En resumidas cuentas: Los occidentales necesitamos una nueva perspectiva para leer nuestro ser, una perspectiva menos egocéntrica y más panteísta, pensar que se es parte de una transmutación de maravillas que nos convierten en una parte del universo y no en un ente aislado creador del único pensamiento existente. Cuando el ser humano aprenda a dejar a un lado su ego y leer las condiciones de los demás entes que viven en su entorno, se dará cuenta de que es un himno perdido y “quien acepta la desgracia de una nación es llamado el que rige la tierra”.[1]

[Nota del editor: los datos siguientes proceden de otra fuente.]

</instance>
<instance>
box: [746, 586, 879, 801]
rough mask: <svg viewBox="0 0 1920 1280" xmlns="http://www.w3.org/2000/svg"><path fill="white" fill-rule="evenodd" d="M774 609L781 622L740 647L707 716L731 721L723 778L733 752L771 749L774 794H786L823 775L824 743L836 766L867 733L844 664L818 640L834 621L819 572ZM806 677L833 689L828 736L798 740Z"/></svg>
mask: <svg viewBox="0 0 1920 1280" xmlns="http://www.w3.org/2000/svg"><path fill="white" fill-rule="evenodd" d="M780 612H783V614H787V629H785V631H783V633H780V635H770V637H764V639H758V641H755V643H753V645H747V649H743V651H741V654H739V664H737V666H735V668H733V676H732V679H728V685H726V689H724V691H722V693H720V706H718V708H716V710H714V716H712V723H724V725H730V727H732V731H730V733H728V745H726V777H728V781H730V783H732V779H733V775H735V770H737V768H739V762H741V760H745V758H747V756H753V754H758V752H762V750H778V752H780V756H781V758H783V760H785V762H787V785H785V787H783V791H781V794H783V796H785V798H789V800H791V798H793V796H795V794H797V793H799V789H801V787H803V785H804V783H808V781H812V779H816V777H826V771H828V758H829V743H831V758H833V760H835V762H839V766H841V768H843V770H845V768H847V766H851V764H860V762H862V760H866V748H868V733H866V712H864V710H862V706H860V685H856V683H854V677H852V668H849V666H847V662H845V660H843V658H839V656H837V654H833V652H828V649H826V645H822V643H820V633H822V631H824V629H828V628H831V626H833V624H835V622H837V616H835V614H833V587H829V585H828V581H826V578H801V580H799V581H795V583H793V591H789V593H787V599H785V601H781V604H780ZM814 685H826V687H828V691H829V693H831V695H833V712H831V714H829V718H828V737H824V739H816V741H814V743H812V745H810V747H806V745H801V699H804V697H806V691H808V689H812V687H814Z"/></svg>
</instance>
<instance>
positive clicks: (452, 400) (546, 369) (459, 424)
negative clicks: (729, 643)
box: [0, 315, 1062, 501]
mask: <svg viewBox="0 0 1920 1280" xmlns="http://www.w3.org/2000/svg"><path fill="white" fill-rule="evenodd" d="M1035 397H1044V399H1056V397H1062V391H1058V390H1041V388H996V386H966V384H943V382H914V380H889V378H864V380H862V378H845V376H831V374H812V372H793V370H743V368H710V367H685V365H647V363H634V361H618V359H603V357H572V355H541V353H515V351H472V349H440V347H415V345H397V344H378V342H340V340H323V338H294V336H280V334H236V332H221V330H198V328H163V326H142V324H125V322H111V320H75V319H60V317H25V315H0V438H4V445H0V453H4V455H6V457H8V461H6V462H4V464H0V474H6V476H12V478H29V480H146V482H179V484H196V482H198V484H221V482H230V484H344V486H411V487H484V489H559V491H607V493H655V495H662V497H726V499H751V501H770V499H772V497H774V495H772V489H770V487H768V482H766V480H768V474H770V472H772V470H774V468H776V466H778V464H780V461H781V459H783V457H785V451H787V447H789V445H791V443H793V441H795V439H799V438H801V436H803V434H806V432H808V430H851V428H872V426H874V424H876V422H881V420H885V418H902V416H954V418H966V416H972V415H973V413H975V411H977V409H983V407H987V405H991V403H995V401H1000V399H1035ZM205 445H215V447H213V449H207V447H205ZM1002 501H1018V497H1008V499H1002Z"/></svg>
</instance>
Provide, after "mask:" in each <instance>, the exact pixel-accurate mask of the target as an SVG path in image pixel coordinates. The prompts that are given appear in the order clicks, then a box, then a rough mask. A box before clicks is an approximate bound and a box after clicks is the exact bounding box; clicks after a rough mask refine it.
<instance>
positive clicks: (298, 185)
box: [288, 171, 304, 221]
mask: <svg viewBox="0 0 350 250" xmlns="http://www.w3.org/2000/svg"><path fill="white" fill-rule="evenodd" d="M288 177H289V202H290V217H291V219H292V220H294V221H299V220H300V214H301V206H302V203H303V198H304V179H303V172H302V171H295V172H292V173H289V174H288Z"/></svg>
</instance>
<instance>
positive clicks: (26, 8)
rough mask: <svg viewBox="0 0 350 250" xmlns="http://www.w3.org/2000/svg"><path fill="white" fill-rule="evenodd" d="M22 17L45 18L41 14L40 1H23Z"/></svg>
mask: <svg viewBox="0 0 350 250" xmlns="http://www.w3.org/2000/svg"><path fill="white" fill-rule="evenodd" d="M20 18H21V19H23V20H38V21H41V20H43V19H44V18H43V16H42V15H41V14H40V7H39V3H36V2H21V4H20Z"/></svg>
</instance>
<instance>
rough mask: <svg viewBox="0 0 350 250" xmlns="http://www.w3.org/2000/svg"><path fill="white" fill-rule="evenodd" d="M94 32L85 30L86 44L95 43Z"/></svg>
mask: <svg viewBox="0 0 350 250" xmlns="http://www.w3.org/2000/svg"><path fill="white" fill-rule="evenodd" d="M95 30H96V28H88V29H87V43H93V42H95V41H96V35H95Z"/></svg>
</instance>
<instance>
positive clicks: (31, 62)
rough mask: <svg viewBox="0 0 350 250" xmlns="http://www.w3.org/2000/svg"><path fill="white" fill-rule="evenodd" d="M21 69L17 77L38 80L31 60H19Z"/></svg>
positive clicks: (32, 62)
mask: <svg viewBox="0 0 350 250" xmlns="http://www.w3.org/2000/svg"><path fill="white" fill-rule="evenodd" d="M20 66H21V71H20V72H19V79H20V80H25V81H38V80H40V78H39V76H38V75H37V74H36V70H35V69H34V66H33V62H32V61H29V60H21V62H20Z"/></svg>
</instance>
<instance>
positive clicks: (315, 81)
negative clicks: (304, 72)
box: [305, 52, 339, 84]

Cuando una persona encuentra el por qué de sus actuaciones, el resto del trabajo es más sencillo. Anteceder al contrincante, leer el tiempo indicado, disciplinarse, generar confianza en los demás, no mostrar debilidad pero a su vez no mostrarse invencible, estar alerta, atento, dar la vida por su tropa, dominar el orden para dominar posteriormente dominar el desorden, replanteamiento constante, estrategias constantes… todo viene de una mente líder que necesita estar en completa paz interior para poder llevar a buen término la ejecución de una actividad en la que será el modelo a seguir, el ejemplo para otros.

"Conócete a ti mismo y el universo estará vencido".


[1]TZU, Sub. “El Arte de la Guerra “. Pag. 21

2 comentarios:

Instructor de Tae Kwon Do Franz Adam B. dijo...

Buenos días a todos, me parecio muy interezante tu postura, sobre todo, por que enseño artes marciales y enseño por lo mismo filosofia oriental en una cultura como la nuestra que es netamente occidental.
A pesar de que existen puntos en comun entre ambas culturas, en una (oriental) se enfatizan mucho mas siertos aspetos, relacionados con el honor, la lealtad, el auto sacrificio. La cultura oriental, enseña que mas que la sensura y las multas o el ser reprendados por los otros, es lo que siempre van a llevar consigo. Es decir, es la consiencia de la persona el mejor juez de lo correcto y lo incorrecto y es lo que llevará por toda la vida.
Somos seres humanos, creo que lo mejor es sacar lo mejor de ambas culturas y fiusionarlas, la mentablemente trato de vivir acorde a mis ideales pero debido a la sociedad, es dificil, de una u otra forma siempre terminamos sediendo y no haciendo lo que en verdad deberiamos hacer.
Se que es complicado lo que dije y para muchos de los que lo lean o se den el tiempo de leerlo encuentren que es algo enrredado lo que trate de exponer, pero entre los que vivimos en occidente, pero nos ubiese encantado vivir bajo normas mas extrictas de moral, conducta y honor lo entenderán.
Termino con la frase de mi escuela.
LEALTAD, HONOR Y SACRIFICIO.
bendiciones para todos.

El Guerrero Dragon dijo...

Hola buenos dias, es muy grato saber que existen en occidente maestros como usted que en sus enseñanzas infunden no solo la defensa personal a los alumnos sino que tambien lo complementan con la filosofia oriental, yo practico tambien las artes marciales y mi Sensei es como usted en cuanto a que nos inculca la filosofia oriental tambien, muchas felicidades por ser un verdadero maestro y le deseo mucho exito con su escuela.